According to Nature Medicine, CAR T cell therapy can produce deep responses in individuals with smoldering myeloma. This condition is characterized as an asymptomatic cancer precursor.
The therapy targets the precursor cells to achieve these responses. However, the study notes that the effectiveness of the treatment is closely tied to which patients are selected for the procedure.
What are the risks of this treatment?
The Nature Medicine report states that the therapy can induce severe toxicities. These risks exist alongside the potential for deep clinical responses.

Because of these severe toxicities, the treatment carries significant potential risks. The balance between these risks and the benefits determines the overall success of the intervention.
How will patient selection impact future use?
Success for this therapy may depend on the development of stricter patient selection criteria. Clinicians could use these criteria to weigh potential benefits against the risk of severe toxicity.

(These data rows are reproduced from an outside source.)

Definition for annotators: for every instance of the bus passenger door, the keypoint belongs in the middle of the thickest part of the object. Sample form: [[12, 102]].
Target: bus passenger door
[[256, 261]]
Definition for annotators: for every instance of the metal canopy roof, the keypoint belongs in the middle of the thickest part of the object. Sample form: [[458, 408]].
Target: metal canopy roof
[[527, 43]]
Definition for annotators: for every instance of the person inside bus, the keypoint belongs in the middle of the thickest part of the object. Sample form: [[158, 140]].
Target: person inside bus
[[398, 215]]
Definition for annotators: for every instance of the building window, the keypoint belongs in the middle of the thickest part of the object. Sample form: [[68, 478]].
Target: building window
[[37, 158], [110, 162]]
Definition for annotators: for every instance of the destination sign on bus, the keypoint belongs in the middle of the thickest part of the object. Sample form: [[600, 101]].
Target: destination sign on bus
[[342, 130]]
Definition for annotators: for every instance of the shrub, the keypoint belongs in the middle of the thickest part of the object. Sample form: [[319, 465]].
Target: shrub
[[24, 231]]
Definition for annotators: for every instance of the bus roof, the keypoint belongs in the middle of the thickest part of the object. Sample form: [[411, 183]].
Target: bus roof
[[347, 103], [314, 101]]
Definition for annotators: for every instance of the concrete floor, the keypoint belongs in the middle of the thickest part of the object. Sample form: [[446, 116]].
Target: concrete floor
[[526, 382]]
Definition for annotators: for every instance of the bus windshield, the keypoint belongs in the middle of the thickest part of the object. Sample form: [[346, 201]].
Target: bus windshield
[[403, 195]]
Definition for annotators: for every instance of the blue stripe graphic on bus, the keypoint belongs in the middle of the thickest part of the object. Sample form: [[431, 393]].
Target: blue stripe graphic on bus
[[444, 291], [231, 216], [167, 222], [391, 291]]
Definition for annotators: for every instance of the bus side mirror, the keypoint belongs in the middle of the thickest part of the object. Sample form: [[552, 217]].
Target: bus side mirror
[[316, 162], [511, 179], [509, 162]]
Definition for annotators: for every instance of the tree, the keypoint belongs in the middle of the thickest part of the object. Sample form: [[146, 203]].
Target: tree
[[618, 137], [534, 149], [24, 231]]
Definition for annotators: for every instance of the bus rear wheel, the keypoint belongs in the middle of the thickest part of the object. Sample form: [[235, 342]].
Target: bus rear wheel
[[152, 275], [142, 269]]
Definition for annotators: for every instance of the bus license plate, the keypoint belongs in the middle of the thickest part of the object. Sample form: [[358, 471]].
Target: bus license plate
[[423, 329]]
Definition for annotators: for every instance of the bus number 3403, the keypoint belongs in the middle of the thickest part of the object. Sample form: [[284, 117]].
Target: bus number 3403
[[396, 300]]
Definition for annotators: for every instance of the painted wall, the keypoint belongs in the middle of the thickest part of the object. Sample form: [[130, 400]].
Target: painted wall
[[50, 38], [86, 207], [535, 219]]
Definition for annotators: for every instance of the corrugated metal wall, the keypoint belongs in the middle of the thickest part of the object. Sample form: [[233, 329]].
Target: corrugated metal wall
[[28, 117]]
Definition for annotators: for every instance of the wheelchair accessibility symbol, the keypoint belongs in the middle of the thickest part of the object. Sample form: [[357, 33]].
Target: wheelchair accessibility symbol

Future applications of CAR T cell therapy for smoldering myeloma are likely to focus on identifying which specific patients are most likely to respond without experiencing severe adverse effects.
Frequently Asked Questions
What is smoldering myeloma?
As stated in Nature Medicine, smoldering myeloma is an asymptomatic cancer precursor.
Can CAR T cell therapy be effective for this condition?
Yes, according to the source, the therapy can induce deep responses in these patients.
What is the primary concern regarding this treatment?
The primary concern is that the therapy can cause severe toxicities, requiring careful patient selection to manage the risks and benefits.
How should medical providers balance the potential for deep responses against the risk of severe toxicity in asymptomatic patients?